Cardiovascular autonomic reflexes were evaluated in 62 untreated and newly diagnosed PD patients, 34 PD patients under antiparkinsonian medication, 47 MSA patients and 15 patients with progressive supranuclear palsy (PSP). The usefulness of different analysis methods was evaluated in a subgroup of 32 untreated PD patients. A further 21 untreated PD patients underwent one-night polysomnography for nocturnal heart rate variability analysis.
PD patients with hypokinesia/rigidity as their initial onset sign had a significantly lower max-min ratio in the deep breathing test than those patients with tremor as the initial sign. MSA patients showed significant reductions in both HRV and blood pressure responses during orthostatic provocation, whereas PSP patients had normal results. Absolute spectral measures yielded the clearest indicators separating the PD patients from the controls, while the cardiovascular reflexes proved more useful than the normalised spectral HRV measures in revealing the differences between the two groups. HRV was abnormally decreased during non-REM sleep in PD patients but not during REM sleep or the S1 sleep stage.
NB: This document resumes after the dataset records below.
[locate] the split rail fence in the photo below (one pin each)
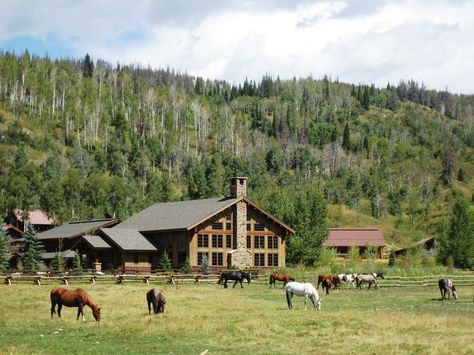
(466, 279)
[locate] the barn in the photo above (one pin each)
(230, 231)
(344, 238)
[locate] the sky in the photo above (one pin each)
(354, 41)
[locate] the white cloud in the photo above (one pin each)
(354, 40)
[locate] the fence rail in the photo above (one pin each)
(178, 278)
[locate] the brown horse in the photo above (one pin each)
(328, 281)
(156, 297)
(285, 278)
(77, 298)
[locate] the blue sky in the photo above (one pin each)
(364, 41)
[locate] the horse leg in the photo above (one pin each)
(289, 295)
(53, 306)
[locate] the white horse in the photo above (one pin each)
(302, 289)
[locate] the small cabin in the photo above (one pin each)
(342, 239)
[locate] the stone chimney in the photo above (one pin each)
(238, 186)
(241, 257)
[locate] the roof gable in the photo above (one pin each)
(128, 239)
(74, 229)
(176, 215)
(358, 237)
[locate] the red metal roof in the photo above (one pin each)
(358, 237)
(35, 217)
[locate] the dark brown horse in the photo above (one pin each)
(285, 278)
(157, 298)
(73, 298)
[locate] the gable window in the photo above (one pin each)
(272, 259)
(272, 242)
(217, 259)
(200, 255)
(217, 240)
(259, 259)
(259, 242)
(203, 241)
(217, 226)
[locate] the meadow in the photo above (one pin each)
(208, 318)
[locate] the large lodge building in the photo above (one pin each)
(230, 231)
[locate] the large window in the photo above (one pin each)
(217, 226)
(217, 241)
(259, 242)
(272, 259)
(272, 242)
(259, 259)
(217, 259)
(200, 255)
(203, 241)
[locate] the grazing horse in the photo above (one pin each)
(329, 281)
(238, 276)
(348, 279)
(285, 278)
(73, 298)
(157, 298)
(446, 286)
(302, 289)
(369, 278)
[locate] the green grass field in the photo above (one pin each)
(254, 319)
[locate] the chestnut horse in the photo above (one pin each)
(158, 299)
(69, 298)
(285, 278)
(328, 281)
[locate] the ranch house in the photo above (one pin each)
(344, 238)
(229, 231)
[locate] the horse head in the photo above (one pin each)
(247, 276)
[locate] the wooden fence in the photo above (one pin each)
(466, 279)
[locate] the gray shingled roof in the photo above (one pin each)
(175, 215)
(74, 229)
(96, 241)
(68, 254)
(128, 239)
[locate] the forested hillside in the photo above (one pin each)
(81, 139)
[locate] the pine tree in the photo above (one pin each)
(4, 254)
(456, 238)
(346, 137)
(76, 264)
(32, 251)
(88, 67)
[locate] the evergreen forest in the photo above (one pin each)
(83, 139)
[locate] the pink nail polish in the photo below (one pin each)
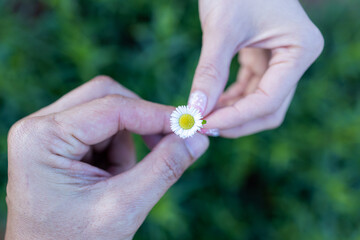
(211, 132)
(198, 100)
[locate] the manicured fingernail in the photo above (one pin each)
(211, 132)
(198, 100)
(197, 145)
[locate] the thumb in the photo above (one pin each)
(211, 75)
(158, 171)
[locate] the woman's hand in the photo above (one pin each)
(277, 43)
(73, 171)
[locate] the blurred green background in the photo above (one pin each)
(301, 181)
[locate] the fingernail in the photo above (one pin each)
(198, 100)
(197, 145)
(214, 132)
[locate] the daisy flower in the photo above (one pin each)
(186, 121)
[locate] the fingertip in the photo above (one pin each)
(197, 145)
(198, 99)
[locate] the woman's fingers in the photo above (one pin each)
(211, 74)
(265, 123)
(285, 69)
(98, 87)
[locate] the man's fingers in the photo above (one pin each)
(95, 121)
(211, 75)
(121, 155)
(159, 170)
(98, 87)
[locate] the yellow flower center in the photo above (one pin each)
(186, 121)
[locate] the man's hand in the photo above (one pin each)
(73, 171)
(277, 43)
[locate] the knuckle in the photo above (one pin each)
(271, 106)
(207, 72)
(112, 98)
(170, 168)
(311, 40)
(20, 129)
(275, 121)
(104, 81)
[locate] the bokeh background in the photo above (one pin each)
(301, 181)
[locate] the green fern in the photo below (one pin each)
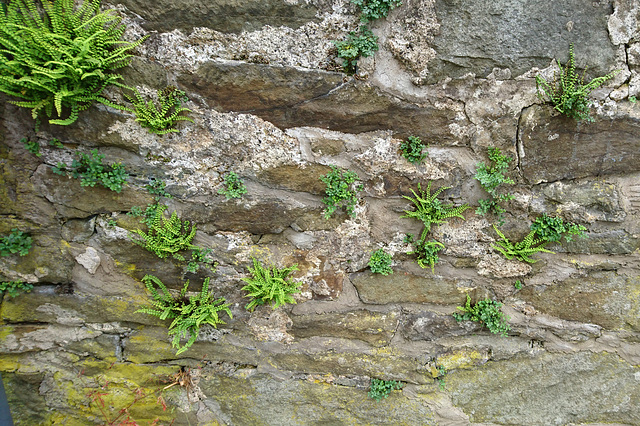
(522, 250)
(568, 93)
(430, 210)
(61, 59)
(166, 236)
(270, 285)
(160, 117)
(188, 314)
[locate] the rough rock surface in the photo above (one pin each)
(269, 102)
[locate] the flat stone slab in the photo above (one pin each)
(556, 147)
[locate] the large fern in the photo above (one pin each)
(522, 250)
(166, 236)
(188, 314)
(430, 210)
(58, 58)
(270, 285)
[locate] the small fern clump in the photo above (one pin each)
(430, 210)
(380, 262)
(166, 237)
(379, 388)
(91, 171)
(522, 250)
(233, 186)
(357, 45)
(375, 9)
(188, 314)
(492, 177)
(270, 285)
(552, 229)
(15, 242)
(340, 191)
(486, 312)
(160, 117)
(568, 92)
(60, 61)
(412, 150)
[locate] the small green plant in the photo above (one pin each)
(161, 116)
(32, 147)
(379, 389)
(380, 262)
(13, 288)
(430, 210)
(188, 314)
(486, 312)
(426, 251)
(91, 171)
(55, 56)
(166, 237)
(56, 143)
(233, 186)
(375, 9)
(15, 242)
(341, 191)
(270, 285)
(492, 177)
(522, 250)
(412, 150)
(568, 92)
(361, 44)
(552, 229)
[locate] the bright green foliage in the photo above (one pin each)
(233, 186)
(161, 116)
(15, 242)
(430, 210)
(380, 262)
(13, 288)
(426, 252)
(270, 285)
(552, 229)
(188, 314)
(375, 9)
(486, 312)
(166, 236)
(56, 143)
(91, 171)
(568, 93)
(491, 178)
(60, 59)
(32, 147)
(523, 249)
(382, 388)
(412, 150)
(361, 44)
(340, 191)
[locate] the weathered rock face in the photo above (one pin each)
(268, 102)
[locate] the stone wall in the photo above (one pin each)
(270, 103)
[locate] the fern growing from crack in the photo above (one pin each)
(522, 250)
(188, 314)
(61, 59)
(270, 285)
(430, 210)
(166, 236)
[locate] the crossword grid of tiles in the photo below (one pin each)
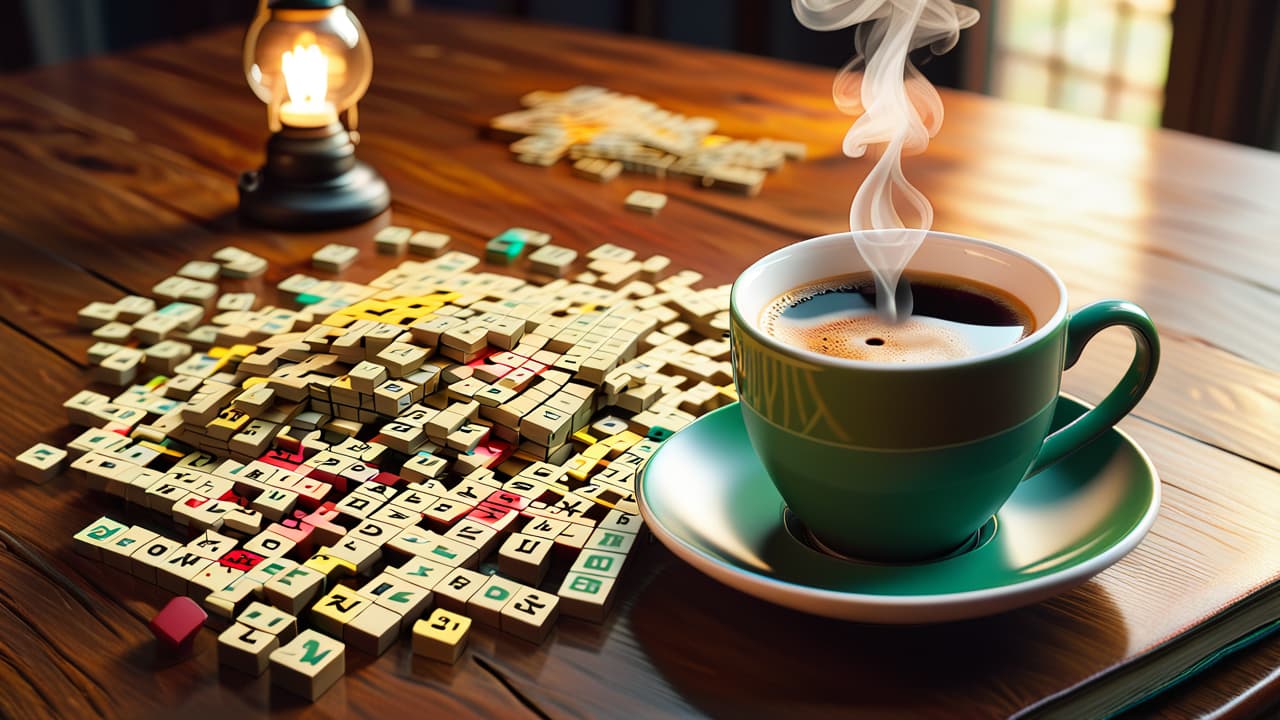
(434, 449)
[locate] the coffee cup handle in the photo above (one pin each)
(1086, 323)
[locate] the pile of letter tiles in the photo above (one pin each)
(604, 133)
(439, 447)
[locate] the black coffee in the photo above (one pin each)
(952, 318)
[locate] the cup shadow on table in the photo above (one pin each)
(725, 651)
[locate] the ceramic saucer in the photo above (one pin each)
(705, 496)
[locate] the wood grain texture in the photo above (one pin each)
(127, 169)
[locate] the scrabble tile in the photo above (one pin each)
(229, 601)
(421, 572)
(392, 240)
(293, 589)
(621, 522)
(337, 607)
(269, 620)
(147, 560)
(456, 588)
(611, 541)
(177, 623)
(214, 578)
(586, 596)
(211, 545)
(246, 648)
(373, 630)
(645, 201)
(95, 536)
(118, 551)
(525, 557)
(96, 314)
(177, 570)
(309, 665)
(485, 605)
(530, 615)
(234, 301)
(479, 536)
(132, 308)
(359, 552)
(442, 637)
(334, 258)
(40, 463)
(599, 563)
(597, 169)
(200, 270)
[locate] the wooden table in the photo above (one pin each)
(118, 169)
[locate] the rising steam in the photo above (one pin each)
(897, 109)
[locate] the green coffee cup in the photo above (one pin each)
(905, 461)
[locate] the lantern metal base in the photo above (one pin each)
(311, 181)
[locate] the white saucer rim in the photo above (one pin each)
(1050, 583)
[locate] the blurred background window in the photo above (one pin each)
(1101, 58)
(1210, 67)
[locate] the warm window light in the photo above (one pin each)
(310, 62)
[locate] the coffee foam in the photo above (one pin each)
(862, 335)
(868, 337)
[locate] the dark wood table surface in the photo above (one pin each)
(118, 169)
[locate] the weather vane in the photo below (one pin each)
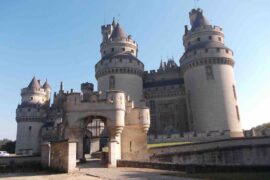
(196, 3)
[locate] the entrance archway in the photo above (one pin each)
(95, 137)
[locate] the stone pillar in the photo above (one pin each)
(45, 155)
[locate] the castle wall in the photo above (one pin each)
(28, 138)
(129, 83)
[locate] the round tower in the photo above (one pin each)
(119, 67)
(30, 116)
(209, 78)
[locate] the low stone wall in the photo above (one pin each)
(189, 137)
(19, 160)
(253, 151)
(191, 168)
(20, 163)
(59, 156)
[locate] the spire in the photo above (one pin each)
(62, 86)
(34, 84)
(118, 33)
(197, 18)
(161, 66)
(113, 23)
(46, 85)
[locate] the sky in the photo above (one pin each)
(59, 40)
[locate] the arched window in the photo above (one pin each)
(112, 82)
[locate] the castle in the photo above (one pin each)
(197, 96)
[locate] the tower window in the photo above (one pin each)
(237, 113)
(209, 72)
(112, 82)
(234, 92)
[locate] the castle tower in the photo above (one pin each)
(30, 116)
(119, 67)
(46, 86)
(209, 78)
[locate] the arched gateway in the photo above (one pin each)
(127, 125)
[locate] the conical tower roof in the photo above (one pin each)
(46, 85)
(199, 19)
(34, 84)
(118, 33)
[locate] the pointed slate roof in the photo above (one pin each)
(34, 84)
(118, 33)
(200, 20)
(46, 85)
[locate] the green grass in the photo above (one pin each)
(166, 144)
(224, 176)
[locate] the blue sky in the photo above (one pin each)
(59, 40)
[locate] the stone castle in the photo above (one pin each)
(197, 96)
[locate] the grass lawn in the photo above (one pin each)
(224, 176)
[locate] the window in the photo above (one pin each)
(112, 82)
(237, 113)
(209, 72)
(234, 92)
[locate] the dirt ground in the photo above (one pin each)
(93, 170)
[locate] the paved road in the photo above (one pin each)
(93, 170)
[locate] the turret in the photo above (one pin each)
(46, 86)
(209, 78)
(30, 116)
(119, 64)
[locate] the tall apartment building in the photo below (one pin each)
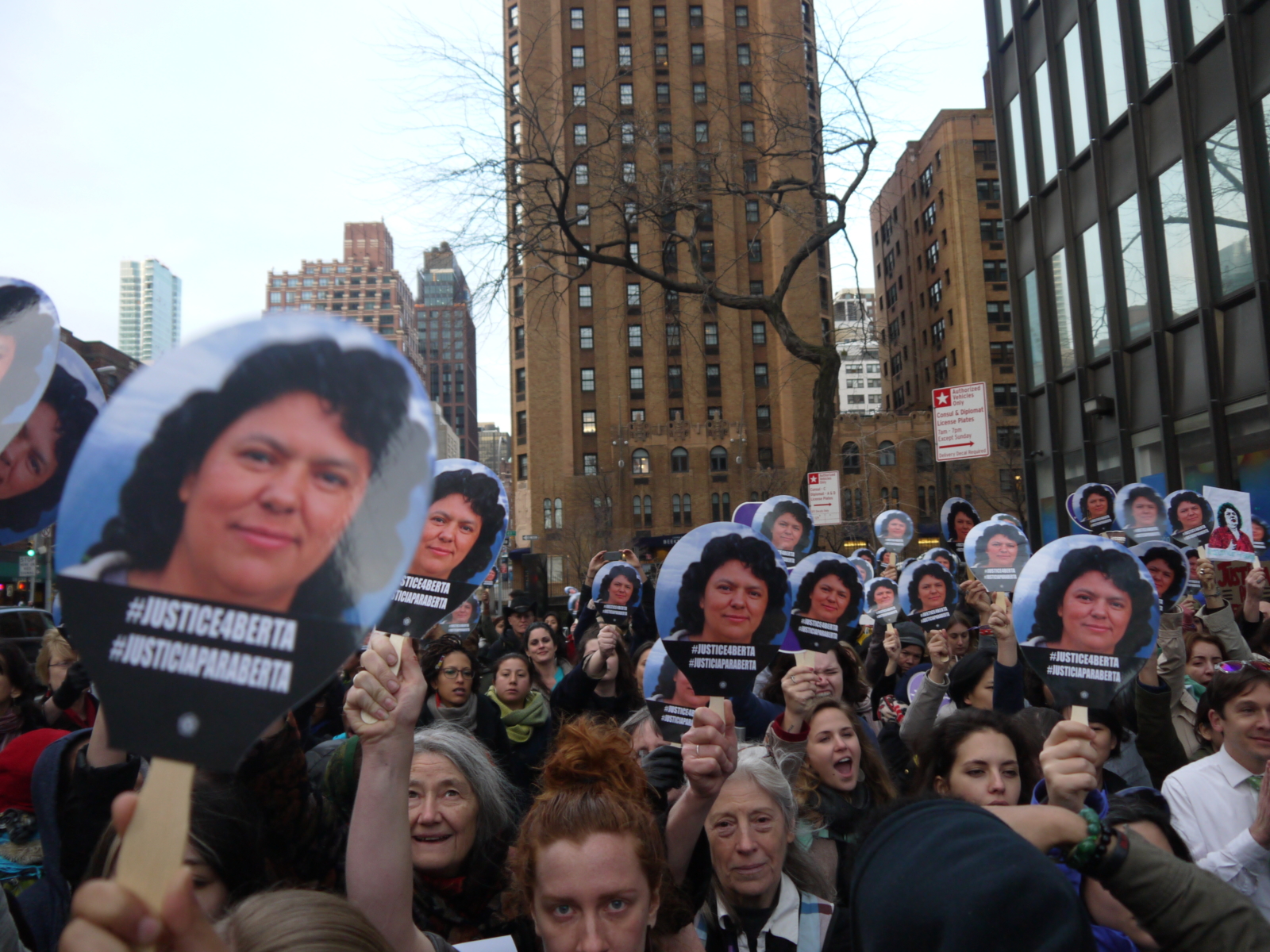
(448, 343)
(639, 413)
(1137, 196)
(362, 286)
(149, 309)
(860, 374)
(943, 306)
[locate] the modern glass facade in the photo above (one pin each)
(1137, 190)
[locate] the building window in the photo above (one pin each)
(1009, 438)
(988, 190)
(851, 459)
(1005, 395)
(714, 386)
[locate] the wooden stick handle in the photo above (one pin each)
(154, 847)
(398, 640)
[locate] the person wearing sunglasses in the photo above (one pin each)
(1221, 805)
(1187, 659)
(450, 670)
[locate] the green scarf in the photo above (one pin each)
(521, 724)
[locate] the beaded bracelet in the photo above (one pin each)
(1080, 856)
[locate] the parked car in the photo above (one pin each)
(25, 626)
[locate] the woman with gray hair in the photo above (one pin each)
(765, 890)
(440, 865)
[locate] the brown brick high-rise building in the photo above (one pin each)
(637, 413)
(943, 311)
(362, 286)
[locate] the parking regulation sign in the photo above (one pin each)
(960, 422)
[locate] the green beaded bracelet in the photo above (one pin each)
(1083, 850)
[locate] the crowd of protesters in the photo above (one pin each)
(910, 790)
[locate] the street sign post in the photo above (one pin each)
(823, 498)
(960, 422)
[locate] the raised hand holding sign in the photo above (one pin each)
(234, 524)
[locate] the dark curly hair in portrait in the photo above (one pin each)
(1189, 497)
(75, 414)
(1009, 531)
(937, 571)
(1231, 507)
(874, 584)
(1176, 562)
(626, 573)
(482, 494)
(846, 574)
(794, 509)
(370, 393)
(33, 333)
(1090, 492)
(1143, 493)
(756, 555)
(959, 508)
(1122, 569)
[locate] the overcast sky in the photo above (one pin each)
(232, 139)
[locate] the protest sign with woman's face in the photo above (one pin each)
(36, 463)
(1168, 568)
(997, 551)
(895, 530)
(461, 539)
(1231, 539)
(29, 336)
(1080, 598)
(787, 524)
(1092, 507)
(956, 518)
(882, 597)
(827, 601)
(1141, 513)
(927, 593)
(722, 584)
(249, 493)
(1191, 517)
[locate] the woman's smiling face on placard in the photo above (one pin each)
(271, 501)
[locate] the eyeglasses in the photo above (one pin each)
(1235, 666)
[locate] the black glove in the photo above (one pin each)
(76, 682)
(664, 767)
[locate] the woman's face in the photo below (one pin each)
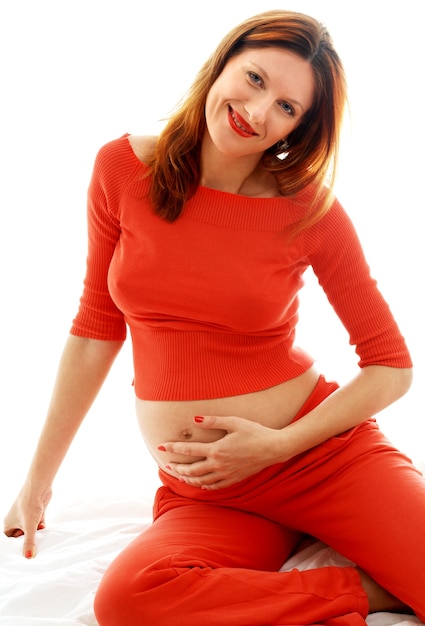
(259, 98)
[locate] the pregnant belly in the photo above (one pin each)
(163, 422)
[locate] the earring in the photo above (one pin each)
(282, 145)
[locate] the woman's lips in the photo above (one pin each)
(239, 125)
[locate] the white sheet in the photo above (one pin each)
(57, 587)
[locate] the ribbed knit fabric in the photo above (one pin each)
(212, 299)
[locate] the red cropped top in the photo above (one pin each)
(211, 300)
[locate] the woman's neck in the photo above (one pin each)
(234, 174)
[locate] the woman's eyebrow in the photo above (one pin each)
(263, 72)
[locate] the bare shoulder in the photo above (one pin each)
(143, 146)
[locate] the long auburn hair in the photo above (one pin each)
(313, 146)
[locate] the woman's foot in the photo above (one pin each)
(379, 598)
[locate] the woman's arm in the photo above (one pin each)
(84, 366)
(249, 447)
(371, 391)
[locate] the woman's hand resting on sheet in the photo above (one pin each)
(26, 517)
(245, 449)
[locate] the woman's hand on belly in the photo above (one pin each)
(246, 448)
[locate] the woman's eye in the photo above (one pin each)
(287, 108)
(255, 78)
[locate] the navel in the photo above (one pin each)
(186, 434)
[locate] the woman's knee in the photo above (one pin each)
(125, 598)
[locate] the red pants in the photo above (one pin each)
(211, 557)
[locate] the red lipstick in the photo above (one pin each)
(239, 125)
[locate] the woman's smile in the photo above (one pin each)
(261, 94)
(240, 125)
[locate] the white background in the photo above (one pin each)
(76, 74)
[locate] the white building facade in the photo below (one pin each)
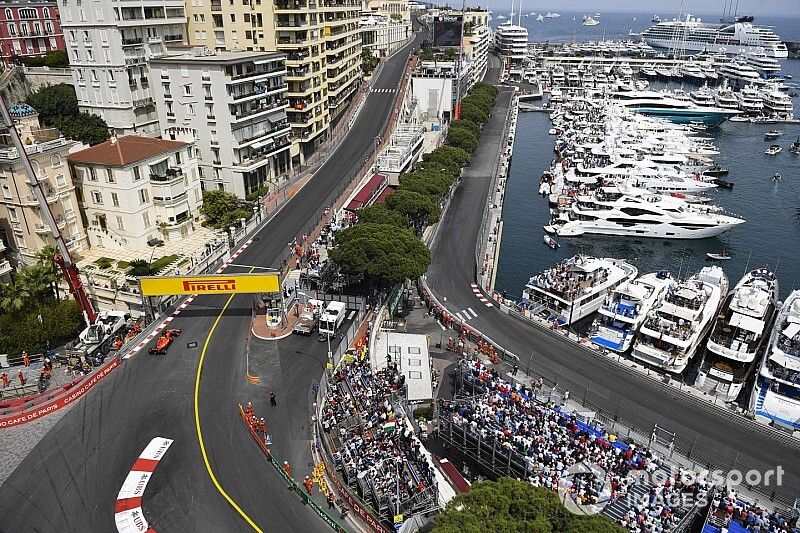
(233, 104)
(109, 44)
(136, 190)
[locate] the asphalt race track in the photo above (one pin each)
(70, 480)
(715, 435)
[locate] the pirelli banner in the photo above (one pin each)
(222, 284)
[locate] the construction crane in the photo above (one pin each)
(62, 257)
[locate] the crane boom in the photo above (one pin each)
(62, 258)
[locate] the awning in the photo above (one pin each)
(747, 322)
(792, 363)
(792, 330)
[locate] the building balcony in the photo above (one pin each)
(171, 175)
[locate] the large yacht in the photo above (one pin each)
(575, 288)
(625, 210)
(672, 332)
(624, 311)
(731, 36)
(656, 104)
(777, 103)
(738, 335)
(512, 41)
(776, 396)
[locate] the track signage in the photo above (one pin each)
(222, 284)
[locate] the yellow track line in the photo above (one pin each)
(197, 421)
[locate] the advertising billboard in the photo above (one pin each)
(221, 284)
(447, 30)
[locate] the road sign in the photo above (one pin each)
(222, 284)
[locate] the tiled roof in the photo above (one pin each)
(125, 151)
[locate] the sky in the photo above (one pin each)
(664, 7)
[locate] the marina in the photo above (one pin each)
(635, 164)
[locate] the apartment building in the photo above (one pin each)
(28, 28)
(322, 43)
(476, 41)
(136, 190)
(20, 213)
(109, 44)
(234, 105)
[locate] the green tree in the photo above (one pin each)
(54, 101)
(217, 207)
(380, 214)
(381, 251)
(462, 138)
(508, 505)
(84, 127)
(139, 268)
(419, 209)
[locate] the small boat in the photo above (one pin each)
(722, 256)
(551, 242)
(716, 171)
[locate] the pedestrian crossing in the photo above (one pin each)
(477, 291)
(466, 314)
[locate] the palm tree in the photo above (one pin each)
(14, 296)
(45, 257)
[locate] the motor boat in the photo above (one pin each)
(624, 210)
(716, 171)
(738, 335)
(721, 256)
(776, 394)
(574, 288)
(625, 309)
(672, 332)
(551, 242)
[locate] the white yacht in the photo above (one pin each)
(776, 395)
(731, 36)
(777, 103)
(726, 99)
(624, 210)
(750, 100)
(575, 288)
(692, 72)
(739, 334)
(672, 332)
(624, 311)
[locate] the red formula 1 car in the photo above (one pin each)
(165, 341)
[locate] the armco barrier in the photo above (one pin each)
(69, 397)
(306, 499)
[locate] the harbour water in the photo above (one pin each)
(771, 235)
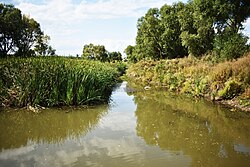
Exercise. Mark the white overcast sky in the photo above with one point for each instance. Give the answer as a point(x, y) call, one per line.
point(73, 23)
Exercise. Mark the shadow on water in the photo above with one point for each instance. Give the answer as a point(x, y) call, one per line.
point(137, 128)
point(18, 127)
point(210, 134)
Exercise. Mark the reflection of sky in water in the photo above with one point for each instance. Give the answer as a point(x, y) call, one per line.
point(112, 143)
point(242, 148)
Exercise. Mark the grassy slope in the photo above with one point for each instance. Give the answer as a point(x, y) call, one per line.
point(218, 81)
point(50, 81)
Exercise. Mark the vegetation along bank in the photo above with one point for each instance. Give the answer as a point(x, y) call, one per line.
point(228, 81)
point(197, 48)
point(53, 81)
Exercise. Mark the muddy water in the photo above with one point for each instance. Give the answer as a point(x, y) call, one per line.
point(144, 128)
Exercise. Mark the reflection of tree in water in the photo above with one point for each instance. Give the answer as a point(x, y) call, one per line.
point(51, 126)
point(198, 129)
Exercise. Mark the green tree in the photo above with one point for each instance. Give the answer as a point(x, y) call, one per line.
point(197, 32)
point(149, 32)
point(170, 38)
point(30, 32)
point(114, 56)
point(130, 53)
point(42, 46)
point(10, 28)
point(95, 52)
point(21, 35)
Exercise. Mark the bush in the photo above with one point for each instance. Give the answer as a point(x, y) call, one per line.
point(231, 89)
point(50, 81)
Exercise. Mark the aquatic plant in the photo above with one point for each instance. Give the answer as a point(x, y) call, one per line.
point(51, 81)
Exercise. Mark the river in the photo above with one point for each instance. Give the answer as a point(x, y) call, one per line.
point(143, 128)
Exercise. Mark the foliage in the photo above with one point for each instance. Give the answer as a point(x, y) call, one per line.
point(230, 46)
point(232, 89)
point(195, 28)
point(19, 34)
point(50, 81)
point(98, 52)
point(194, 76)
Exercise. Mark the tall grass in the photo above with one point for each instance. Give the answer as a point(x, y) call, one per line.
point(52, 81)
point(197, 77)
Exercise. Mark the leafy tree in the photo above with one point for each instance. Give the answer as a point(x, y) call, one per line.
point(21, 35)
point(170, 38)
point(148, 43)
point(129, 51)
point(30, 31)
point(10, 23)
point(95, 52)
point(197, 29)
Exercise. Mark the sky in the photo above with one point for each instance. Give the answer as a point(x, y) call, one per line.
point(71, 24)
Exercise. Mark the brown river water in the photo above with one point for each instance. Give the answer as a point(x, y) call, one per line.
point(144, 128)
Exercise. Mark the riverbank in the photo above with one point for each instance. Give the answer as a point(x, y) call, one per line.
point(226, 82)
point(55, 81)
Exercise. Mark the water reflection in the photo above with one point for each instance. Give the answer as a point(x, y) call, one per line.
point(211, 135)
point(18, 128)
point(140, 129)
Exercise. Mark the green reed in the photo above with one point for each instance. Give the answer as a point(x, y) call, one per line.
point(53, 81)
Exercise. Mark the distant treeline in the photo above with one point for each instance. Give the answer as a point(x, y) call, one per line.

The normalized high frequency power was significantly decreased in PD patients during sleep stages S2-4, while the standard deviation of the R-R intervals was increased during the same sleep stages, possibly corresponding to the increased motility of PD patients during these sleep stages.
The clinical characteristics of PD deserve particular attention in connection with ANS disturbances, since autonomic failure seems to be more pronounced in PD patients with hypokinesia/rigidity as their initial sign. The evaluation of the autonomic function may also be helpful in the differential diagnosis of Parkinsonian syndromes. Spectral analysis methods should be implemented in the evaluation of ANS dysfunction to achieve the best possible efficacy in the differentiation of pathological responses from normal ones. Nocturnal analysis of cardiovascular regulation revealed new and interesting features of pathologic HRV in PD patients, thus when HRV is evaluated, the different sleep stages should be analysed separately.